今回、400mリレー・チームは選手6人。コーチ陣は短距離・リレー担当オリンピック強化コーチの苅部俊二氏に、土江寛裕・小島茂之の両コーチ。

ご存知のように、陸上競技のリレーでは最大6人を1チームとしてエントリーし、そのうちの4人を予選・決勝のメンバーとして出場させることができます。したがって、予選から決勝に向けて、2人までを入れ替えることが可能となります。
従来、戦力に余裕のない日本チームは、予選からその時点でベストと考えられるオーダーで戦うことが当たり前となっていました。現在でも、同じです。
ところが今回、個々の走力においては現状ナンバーワンと目されるまでに成長したサニブラウン・ハキームが200m決勝でハムストリングスに軽い故障を発生し、当初計画されていた1走での起用を見送られることになりました。代役として起用されたのが、今大会の100mでスタートダッシュの鋭さを世界に印象付けた多田修平です。
予選を6番目のタイムで無事通過した後、今度は従前から脚部に不安を抱えていたケンブリッジ飛鳥に代わって、今回個人種目では標準記録に到達できなかった藤光謙司が投入されることになりました。
期せずして、日本チームは6枚のカードをすべて使う総動員体制でリレーの決勝に臨むことになったわけです。
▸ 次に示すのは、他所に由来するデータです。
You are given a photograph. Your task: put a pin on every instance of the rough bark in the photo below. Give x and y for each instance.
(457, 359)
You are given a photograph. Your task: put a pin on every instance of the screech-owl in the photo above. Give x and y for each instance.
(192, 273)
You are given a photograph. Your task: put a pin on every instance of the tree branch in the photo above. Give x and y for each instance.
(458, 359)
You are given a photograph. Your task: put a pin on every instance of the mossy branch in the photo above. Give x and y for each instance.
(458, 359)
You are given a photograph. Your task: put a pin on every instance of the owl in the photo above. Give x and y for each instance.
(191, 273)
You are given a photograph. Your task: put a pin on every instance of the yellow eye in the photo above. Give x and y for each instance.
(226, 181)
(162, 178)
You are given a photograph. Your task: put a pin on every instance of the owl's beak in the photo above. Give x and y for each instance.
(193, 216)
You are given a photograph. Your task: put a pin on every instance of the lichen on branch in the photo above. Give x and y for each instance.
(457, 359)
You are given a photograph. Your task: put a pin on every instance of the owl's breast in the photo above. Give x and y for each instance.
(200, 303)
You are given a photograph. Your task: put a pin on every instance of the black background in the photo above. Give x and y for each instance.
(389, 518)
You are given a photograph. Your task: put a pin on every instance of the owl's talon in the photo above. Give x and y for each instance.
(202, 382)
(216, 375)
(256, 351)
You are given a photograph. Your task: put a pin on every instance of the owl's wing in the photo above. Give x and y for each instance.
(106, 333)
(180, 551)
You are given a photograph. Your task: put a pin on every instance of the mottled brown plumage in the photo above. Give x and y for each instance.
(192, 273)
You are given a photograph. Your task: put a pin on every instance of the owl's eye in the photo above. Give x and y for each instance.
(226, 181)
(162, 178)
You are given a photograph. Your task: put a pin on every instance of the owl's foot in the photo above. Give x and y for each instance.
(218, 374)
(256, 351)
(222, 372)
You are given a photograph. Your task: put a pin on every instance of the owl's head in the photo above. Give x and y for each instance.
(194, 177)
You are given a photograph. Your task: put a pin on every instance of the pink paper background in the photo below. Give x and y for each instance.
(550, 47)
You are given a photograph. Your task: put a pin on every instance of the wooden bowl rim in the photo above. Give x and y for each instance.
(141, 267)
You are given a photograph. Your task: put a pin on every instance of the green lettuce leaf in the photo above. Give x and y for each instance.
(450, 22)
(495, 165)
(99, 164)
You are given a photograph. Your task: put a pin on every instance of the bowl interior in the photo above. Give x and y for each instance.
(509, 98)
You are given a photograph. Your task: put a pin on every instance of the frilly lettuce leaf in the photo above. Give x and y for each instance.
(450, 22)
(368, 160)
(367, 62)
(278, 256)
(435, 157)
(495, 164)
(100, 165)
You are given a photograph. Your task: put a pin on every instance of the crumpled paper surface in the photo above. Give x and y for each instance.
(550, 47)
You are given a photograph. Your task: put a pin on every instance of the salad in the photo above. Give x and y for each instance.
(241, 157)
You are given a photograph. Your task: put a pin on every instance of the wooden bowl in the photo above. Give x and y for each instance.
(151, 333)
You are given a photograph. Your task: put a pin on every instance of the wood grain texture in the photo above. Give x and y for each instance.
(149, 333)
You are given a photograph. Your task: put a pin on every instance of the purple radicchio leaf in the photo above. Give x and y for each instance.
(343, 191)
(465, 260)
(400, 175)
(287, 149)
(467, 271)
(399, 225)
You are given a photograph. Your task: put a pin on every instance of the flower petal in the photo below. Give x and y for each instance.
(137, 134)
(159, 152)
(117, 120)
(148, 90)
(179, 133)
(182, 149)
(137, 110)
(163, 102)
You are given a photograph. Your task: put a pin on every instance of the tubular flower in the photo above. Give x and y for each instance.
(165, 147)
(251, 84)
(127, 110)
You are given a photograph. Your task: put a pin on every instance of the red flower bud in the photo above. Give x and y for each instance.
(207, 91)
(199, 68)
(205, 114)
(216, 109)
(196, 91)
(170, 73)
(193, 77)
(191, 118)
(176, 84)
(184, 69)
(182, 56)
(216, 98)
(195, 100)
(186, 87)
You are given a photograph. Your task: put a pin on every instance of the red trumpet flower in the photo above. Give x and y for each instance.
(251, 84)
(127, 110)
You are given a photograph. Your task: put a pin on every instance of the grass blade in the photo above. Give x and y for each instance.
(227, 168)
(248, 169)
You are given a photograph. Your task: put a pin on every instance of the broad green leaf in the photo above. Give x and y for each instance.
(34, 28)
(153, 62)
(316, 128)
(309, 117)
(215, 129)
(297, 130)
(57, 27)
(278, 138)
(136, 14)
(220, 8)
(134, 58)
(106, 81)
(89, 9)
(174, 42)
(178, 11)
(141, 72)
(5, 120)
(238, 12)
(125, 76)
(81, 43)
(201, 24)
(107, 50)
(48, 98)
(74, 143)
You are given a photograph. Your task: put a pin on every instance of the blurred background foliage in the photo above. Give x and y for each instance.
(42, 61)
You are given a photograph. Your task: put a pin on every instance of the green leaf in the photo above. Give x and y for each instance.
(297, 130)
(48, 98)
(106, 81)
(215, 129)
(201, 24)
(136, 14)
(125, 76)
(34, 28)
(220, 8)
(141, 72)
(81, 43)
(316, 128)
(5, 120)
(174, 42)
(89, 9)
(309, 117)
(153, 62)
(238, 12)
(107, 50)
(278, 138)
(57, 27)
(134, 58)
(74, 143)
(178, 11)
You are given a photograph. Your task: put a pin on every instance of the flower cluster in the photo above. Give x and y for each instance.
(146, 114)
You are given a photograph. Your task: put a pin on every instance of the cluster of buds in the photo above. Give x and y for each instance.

400mリレーリレーのメンバーは、単純に100mの走力の優れた者が選ばれる、というわけではありません。私があえて「4×100mリレー」ではなく「400mリレー」と表記し続けているのは、「400mリレーは4人が100mずつ走る競走ではない」というかねてからの考えによるものなのです。
(このあたりの論証は、1年前に投稿した以下の記事をご参照ください)
http://www.hohdaisense-athletics.com/archives/6261252.html

多田はスタートの鋭さは世界でも一流であることを示したとはいえ、その分100mないし110mの距離における終盤のスピードには不安があり、それは彼が200mではほとんど試合経験のない100mに特化したスプリンターだということにも表れています。多田が当初から本番メンバー入りの構想に入っていなかったのは、当然と言えば当然だと私には思えましたが、走力の調子は上々と見られます。
また藤光は、6人の中で唯一100mのベストが10秒23と見劣りがするものの、引退した朝原宣治の後任として2009年にアンカーに抜擢されて以来、2015年のワールドリレーズ銅メダル・メンバーでは2走を務めるなど、代表経験は豊富で最も信頼されるバトンワークの持ち主です。
バトンワークの習得に不安の残るサニブラウン、調子の上がらないケンブリッジ、2人に代えて総合的に遜色のない2人のサブを投入できたというのが、日本のチーム力の現れ、その1でした。

その2は、予選通過したとはいえ日本記録からは大きく遅れる38秒21というタイムをいかに修正してメダル圏内まで押し上げるか、というチーム戦略に発揮されました。(結果的には予選のタイムでも同じ着順に入れたのですが、あくまでも結果論です)
リオでも、実は2走から3走、3走から4走のバトンパスは詰まり気味、つまり受け手のスタートが若干遅れ気味でテイクオーバーゾーンの半ばでバトンを受ける形になっていたのが、同じメンバーによる今回も課題として残っていました。1走の多田も、初代表だけに予選のままでよいのか疑問が残ります。このタイミングはスタートマークを変えることで調整するわけですが、一歩間違えると今度はバトンが届かないというミスのリスクが高まります。話し合いの結果、3走までは予選より半足長マークを遠ざけ、4走の藤光は練習時よりも1足長伸ばしたのだそうです。これを躊躇なくやってのけたのが、年間何十日もの合宿を重ね、経験と情報を集積した成果であったことは間違いありません。

実業団や大学といった本来の属性を超えて、チームJAPANとして普段から行動することによって培ってきた日本ヨンケイ・チームの強さが、改めて浮き彫りになった今回の世界選手権でした。
ちなみに、私は当日前々から約束があった宴席に出ていまして、ライブで見られないリレーの結果にソワソワと気を揉んでいたんですけど、そこは陸上観戦半世紀のキャリアにモノを言わせ、
「イギリスが優勝するであろう」
と大胆な予言をカマしていました。
今回のイギリス・チームはチジンドゥ・ウジャをはじめとして戦力は充実、特に200m4位のネザニール・ミッチェル‐ブレイクとサニブラウンより速いタイムながら準決勝敗退したダニエル・タルボットを投入してきたことで、リオ五輪以降、地元開催の今回に向けてヨンケイの本格的強化と研究に取り組んでいることが伺えたからです。(ヨンケイにロングスプリンターを投入するのは、日本の“隠し玉”的な高等戦略なのです)
100mの金・銀を擁するアメリカは例によってバトンワークの成否は五分五分、ボルト・ブレイクがもはや「超人」ではなくなったジャマイカは、日本にとっても与しやすい相手に思えました。いちばんの強敵はイギリスだろう、と思ったわけです。

今や超人不在となった短距離界、「チームのチカラ」は、ますます日本が頂点に駆け上がる可能性を大きくしていくことになるでしょう。その一方でイギリスのように、他の国々もこうしたことに少しずつ目覚めてくるに決まっています。
来年5月の「ワールドリレーズ」では、ますます面白いヨンケイが見られることを楽しみにしています。蛇足ながら、日本ヨンケイの「韋駄天スプリンターズ」という愛称は、さすがにTBSでも一言も使いませんでしたが、もう少しどうにかならないものですかね?